February 3, 2022
Despite the power of modern research methodology, some fundamental questions are still eluding biologists, including the specificity, classification, and analysis of cells. Recent advances are starting to make analysis of individual cells possible, unlocking all sorts of possibilities both in biology and with implications for a variety of fields of study.
The Michigan Center for Single-Cell Genomic Data Analytics was started by a MIDAS Challenge Award. MIDAS Affiliate faculty member and co-principal investigator, Dr. Jun Li (Professor, Human Genetics and Computational Medicine and Bioinformatics) leads a large, multidisciplinary team of faculty from mathematics, statistics, engineering, biology, and medical research. Leveraging the seed money as a jumping off point, the team has carried out a cluster of research projects, and has gone on to secure $30 million external grants in less than 3 years’ time from the National Institutes of Health, the National Science Foundation, Chan-Zuckerberg Initiative and Open Philanthropy Project.
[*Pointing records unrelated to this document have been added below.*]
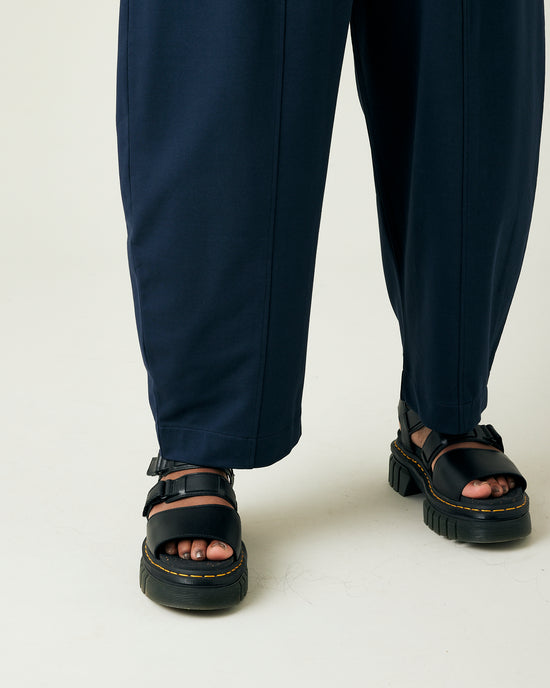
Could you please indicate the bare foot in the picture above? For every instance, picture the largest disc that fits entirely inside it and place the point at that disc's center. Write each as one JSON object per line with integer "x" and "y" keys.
{"x": 199, "y": 550}
{"x": 477, "y": 489}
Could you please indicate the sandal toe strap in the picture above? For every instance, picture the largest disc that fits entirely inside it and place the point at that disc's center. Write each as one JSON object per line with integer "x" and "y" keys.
{"x": 457, "y": 467}
{"x": 205, "y": 522}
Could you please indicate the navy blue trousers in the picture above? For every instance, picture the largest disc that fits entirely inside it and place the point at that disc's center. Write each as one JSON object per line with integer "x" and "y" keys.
{"x": 224, "y": 117}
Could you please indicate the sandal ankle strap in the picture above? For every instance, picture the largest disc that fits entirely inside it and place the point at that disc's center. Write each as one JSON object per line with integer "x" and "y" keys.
{"x": 163, "y": 467}
{"x": 437, "y": 441}
{"x": 190, "y": 485}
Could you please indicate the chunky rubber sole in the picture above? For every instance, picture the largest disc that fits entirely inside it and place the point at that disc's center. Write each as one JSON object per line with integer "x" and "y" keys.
{"x": 476, "y": 528}
{"x": 179, "y": 584}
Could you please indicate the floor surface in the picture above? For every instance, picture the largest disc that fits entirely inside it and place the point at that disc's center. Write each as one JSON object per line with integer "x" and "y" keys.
{"x": 347, "y": 585}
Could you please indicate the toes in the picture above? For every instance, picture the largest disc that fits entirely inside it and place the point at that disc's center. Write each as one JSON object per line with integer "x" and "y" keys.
{"x": 501, "y": 480}
{"x": 184, "y": 549}
{"x": 477, "y": 489}
{"x": 170, "y": 547}
{"x": 496, "y": 488}
{"x": 217, "y": 551}
{"x": 198, "y": 550}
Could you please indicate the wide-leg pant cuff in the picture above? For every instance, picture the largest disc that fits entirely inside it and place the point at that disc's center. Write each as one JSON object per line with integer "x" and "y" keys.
{"x": 452, "y": 419}
{"x": 205, "y": 448}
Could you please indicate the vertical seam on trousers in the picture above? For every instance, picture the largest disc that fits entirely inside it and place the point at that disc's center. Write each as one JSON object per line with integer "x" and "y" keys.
{"x": 131, "y": 260}
{"x": 128, "y": 102}
{"x": 464, "y": 212}
{"x": 271, "y": 235}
Equally importantly, this team spurred a cross-pollinating effect through research events (2018 winter retreat, 2018 symposium, 2017 symposium), collaboration and consultation, and helped to build a strong presence of single-cell biology at U-M. Dozens of other U-M research teams have now adopted the single-cell data science methodologies in their own research. Recently, the team members and their collaborators have also started the Single Cell Spatial Analysis Program with $7 million of funding from the university’s Biosciences Initiative. This is a perfect example of how data science can transform a traditional area of research.
The ability to focus on a single cell in a sample is revolutionary, previously the smallest samples would contain a mix of many cell types – forcing scientists to make assumptions about what each cell is doing and how it is “living its life:” Has it multiplied? Changed type? Is it mutating? Being able to hone in on samples of individual cells allows for a better understanding and identification of what allows the human body to regulate growth as well as the causes and efficacy of treatments for irregular growths such as in cancer. However, because a single cell contains only a small amount of genetic material, fragments of the genome are missing in analysis which can lead to difficulties in assembling reliable genomic information. To address this “sparse read counts data” problem, data scientists and mathematicians on the team have worked in tandem with the biological researchers to implement new methodologies in sparse data analysis. These methodologies deal with issues in data normalization, batch effect detection and correction, marker selection, classification, rare class identification, differential expression, network and phylogenetic inference. With such methodologies, the team has made significant progress to address four biological questions: 1) Intra-tumor heterogeneity, cancer stem cells in metastasis and treatment resistance, cancer genome evolution; 2) spermatogenesis as a model for cell fate determination during development; 3) transcriptional complexity and gene regulation at the single-cell level; 4) molecular changes at the single-cell level as a result of environmental exposures and windows of susceptibility.